Le nouveau patron est de la famille

Photo: Jacques Nadeau Le Devoir

La Banque Laurentienne a finalement trouvé dans ses propres rangs celui qui succédera à Réjean Robitaille lorsque ce dernier prendra sa retraite et quittera ses fonctions de président et chef de la direction, le 1er novembre.

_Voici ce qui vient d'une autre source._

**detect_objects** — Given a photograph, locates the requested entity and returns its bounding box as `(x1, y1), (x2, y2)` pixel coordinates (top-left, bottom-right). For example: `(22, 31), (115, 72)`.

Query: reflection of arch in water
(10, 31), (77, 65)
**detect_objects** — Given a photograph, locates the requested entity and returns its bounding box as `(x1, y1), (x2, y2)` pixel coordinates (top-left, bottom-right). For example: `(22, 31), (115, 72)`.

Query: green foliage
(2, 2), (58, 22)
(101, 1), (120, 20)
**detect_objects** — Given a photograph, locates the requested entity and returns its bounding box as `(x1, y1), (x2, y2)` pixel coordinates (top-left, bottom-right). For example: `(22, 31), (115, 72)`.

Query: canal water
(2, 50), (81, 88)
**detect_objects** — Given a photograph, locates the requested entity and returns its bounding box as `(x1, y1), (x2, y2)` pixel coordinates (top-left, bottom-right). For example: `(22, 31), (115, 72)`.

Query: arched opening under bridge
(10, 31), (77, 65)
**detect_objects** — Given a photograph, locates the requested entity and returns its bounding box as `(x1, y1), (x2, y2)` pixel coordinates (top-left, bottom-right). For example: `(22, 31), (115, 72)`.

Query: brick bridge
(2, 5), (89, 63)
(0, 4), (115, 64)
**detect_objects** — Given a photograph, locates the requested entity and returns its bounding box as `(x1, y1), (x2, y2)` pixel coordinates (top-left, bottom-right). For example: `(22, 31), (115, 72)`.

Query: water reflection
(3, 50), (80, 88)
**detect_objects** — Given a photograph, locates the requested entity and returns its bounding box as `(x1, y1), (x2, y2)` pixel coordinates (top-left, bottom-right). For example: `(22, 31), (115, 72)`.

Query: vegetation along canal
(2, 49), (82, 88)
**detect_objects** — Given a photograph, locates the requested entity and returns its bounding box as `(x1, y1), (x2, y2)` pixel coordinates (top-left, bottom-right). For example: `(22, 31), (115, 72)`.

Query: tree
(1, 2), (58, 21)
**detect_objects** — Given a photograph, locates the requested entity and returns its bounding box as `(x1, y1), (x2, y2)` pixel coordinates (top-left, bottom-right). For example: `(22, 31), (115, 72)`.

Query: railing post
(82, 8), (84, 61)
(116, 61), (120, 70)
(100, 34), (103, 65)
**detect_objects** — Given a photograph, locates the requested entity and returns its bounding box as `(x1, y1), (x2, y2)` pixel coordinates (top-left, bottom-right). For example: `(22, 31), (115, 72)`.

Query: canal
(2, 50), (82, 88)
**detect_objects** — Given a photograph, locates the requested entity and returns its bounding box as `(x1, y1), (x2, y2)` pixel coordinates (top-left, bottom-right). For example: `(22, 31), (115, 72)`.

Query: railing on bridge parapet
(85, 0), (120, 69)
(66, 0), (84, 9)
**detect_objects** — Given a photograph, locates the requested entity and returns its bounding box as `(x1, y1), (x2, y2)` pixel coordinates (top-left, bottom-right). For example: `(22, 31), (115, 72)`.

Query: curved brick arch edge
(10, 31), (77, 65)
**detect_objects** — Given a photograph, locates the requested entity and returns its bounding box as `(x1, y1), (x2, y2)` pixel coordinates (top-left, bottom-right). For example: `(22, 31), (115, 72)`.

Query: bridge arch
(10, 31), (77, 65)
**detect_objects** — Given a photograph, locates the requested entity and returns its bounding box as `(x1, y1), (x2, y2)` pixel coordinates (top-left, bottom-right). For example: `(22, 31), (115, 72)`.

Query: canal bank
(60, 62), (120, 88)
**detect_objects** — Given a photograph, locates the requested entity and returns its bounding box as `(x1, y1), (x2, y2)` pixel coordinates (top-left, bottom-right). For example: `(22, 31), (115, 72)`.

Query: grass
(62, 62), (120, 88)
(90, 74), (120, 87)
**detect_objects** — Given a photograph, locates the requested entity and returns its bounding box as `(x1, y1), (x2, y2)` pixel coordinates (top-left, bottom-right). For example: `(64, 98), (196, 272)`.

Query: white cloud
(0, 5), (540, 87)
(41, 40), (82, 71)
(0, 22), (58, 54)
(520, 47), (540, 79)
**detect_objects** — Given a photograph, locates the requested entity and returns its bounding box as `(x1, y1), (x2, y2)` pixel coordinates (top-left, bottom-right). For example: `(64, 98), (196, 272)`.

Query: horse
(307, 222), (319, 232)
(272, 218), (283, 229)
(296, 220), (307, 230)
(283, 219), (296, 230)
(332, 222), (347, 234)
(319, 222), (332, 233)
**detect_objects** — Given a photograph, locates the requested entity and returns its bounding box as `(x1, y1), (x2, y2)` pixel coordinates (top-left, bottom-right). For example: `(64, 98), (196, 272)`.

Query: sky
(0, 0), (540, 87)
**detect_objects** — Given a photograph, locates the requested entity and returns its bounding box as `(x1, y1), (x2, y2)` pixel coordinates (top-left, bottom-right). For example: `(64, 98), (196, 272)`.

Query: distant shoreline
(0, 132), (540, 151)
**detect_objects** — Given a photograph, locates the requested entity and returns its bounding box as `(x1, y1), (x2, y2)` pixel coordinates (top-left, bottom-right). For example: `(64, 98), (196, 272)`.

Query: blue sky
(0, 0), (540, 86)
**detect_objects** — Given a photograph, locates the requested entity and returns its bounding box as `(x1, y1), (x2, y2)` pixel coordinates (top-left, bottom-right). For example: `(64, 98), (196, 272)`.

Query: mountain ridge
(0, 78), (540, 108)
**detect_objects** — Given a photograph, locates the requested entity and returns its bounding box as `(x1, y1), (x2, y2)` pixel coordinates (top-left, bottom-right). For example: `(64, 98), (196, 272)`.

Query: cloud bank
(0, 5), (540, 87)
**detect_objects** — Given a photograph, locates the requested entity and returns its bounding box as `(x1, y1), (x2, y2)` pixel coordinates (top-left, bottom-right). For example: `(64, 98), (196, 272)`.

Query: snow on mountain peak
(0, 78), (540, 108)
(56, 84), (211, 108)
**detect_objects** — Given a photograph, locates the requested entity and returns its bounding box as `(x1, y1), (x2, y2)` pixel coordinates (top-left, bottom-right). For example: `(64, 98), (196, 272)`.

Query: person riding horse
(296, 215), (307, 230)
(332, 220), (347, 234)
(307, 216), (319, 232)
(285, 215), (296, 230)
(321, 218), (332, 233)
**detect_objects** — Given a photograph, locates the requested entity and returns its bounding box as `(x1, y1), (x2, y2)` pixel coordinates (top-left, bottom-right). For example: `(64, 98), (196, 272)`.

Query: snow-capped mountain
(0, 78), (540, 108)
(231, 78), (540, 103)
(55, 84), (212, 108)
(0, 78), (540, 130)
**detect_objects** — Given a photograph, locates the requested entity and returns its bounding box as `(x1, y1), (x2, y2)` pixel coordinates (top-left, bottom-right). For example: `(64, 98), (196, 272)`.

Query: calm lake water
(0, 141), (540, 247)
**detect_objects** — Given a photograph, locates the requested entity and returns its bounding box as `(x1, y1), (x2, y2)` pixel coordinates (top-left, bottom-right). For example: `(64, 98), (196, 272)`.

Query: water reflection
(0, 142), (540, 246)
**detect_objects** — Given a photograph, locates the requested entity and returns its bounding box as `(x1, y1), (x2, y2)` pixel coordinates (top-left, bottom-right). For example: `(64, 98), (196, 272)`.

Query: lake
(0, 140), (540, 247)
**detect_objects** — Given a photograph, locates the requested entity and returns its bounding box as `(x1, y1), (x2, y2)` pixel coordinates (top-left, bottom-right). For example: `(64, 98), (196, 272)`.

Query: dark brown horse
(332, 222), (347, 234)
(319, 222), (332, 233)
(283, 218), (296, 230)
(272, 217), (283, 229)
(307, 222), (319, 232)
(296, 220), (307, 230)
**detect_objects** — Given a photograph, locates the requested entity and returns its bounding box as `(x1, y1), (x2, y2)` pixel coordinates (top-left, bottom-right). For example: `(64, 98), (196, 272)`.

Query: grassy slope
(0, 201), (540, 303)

L’institution financière montréalaise a annoncé jeudi qu’il s’agit de François Desjardins, actuellement à la tête des services aux particuliers ainsi que sa filiale B2B Banque. D’ici à ce qu’on lui confie les rênes de la Banque Laurentienne, M. Desjardins — qui n’était pas disponible pour des entrevues jeudi — occupera le poste de chef de l’exploitation. Sa nomination à la tête de la banque deviendra officielle lorsque M. Robitaille sera parti. «M.Desjardins s’est avéré le meilleur candidat, au terme du processus de sélection qui s’est effectué autant à l’interne qu’à l’externe, conformément au plan [...] de la banque», a expliqué la présidente du conseil d’administration, Isabelle Courville.

Âgé de 44 ans, M. Desjardins a débuté sa carrière à la Laurentienne au sein du réseau de succursales, où il a occupé différents postes, avant de mettre sur pied les premiers services électroniques et téléphoniques de l’institution. Il est arrivé à la tête de B2B Banque en 2004, et, plus récemment, a été nommé à la tête du secteur des services aux particuliers de la Banque Laurentienne.

«François est un excellent meneur qui a fait preuve de leadership dans chacun des postes qu’il a occupés à la banque, a dit M. Robitaille, en conférence téléphonique. Je suis sûr que François pourra amener la banque au niveau supérieur.» Après neuf ans à la tête de la septième banque canadienne, M. Robitaille avait fait part de son intention le 21 janvier dernier de prendre sa retraite.

Faible progression des résultats

Cette annonce été effectuée alors que la Banque Laurentienne dévoilait ses résultats du premier trimestre, où ses profits ont affiché une légère progression. La décision de la Banque du Canada d’abaisser son taux directeur a eu un impact sur les résultats trimestriels de la Laurentienne, qui engrangé un bénéfice net de 35,8 millions, ou 1,15 $ par action, en hausse de 1% par rapport à la même période en 2014. Le résultat du premier trimestre comprend une charge de 3,6 millions après impôts, ou 12 ¢ par action, reliée au départ de M. Robitaille. Abstraction faite des éléments non récurrents, le profit ajusté de la Banque Laurentienne a progressé de 3% au premier trimestre pour s’établir à 40,4 millions, ou 1,32 $ par action.

«Le recul de 25 points de base du taux de financement à un jour par la Banque du Canada a pesé temporairement sur nos résultats, a observé M. Robitaille. Toutefois, il devrait avoir une incidence relativement neutre sur le résultat par action pour l’exercice.» Cette modification a eu une incidence négative de 4 ¢ par action sur le résultat ajusté par action. Malgré tout, la Banque Laurentienne a réitéré son objectif de croissance pour son bénéfice par action ajusté, qui devrait osciller entre 5 et 8 % pour l’exercice 2015.

Le rendement des capitaux propres ajusté attribuables aux actionnaires a été de 11,3 %, en recul par rapport à 11,7 % au premier trimestre de l’exercice 2014.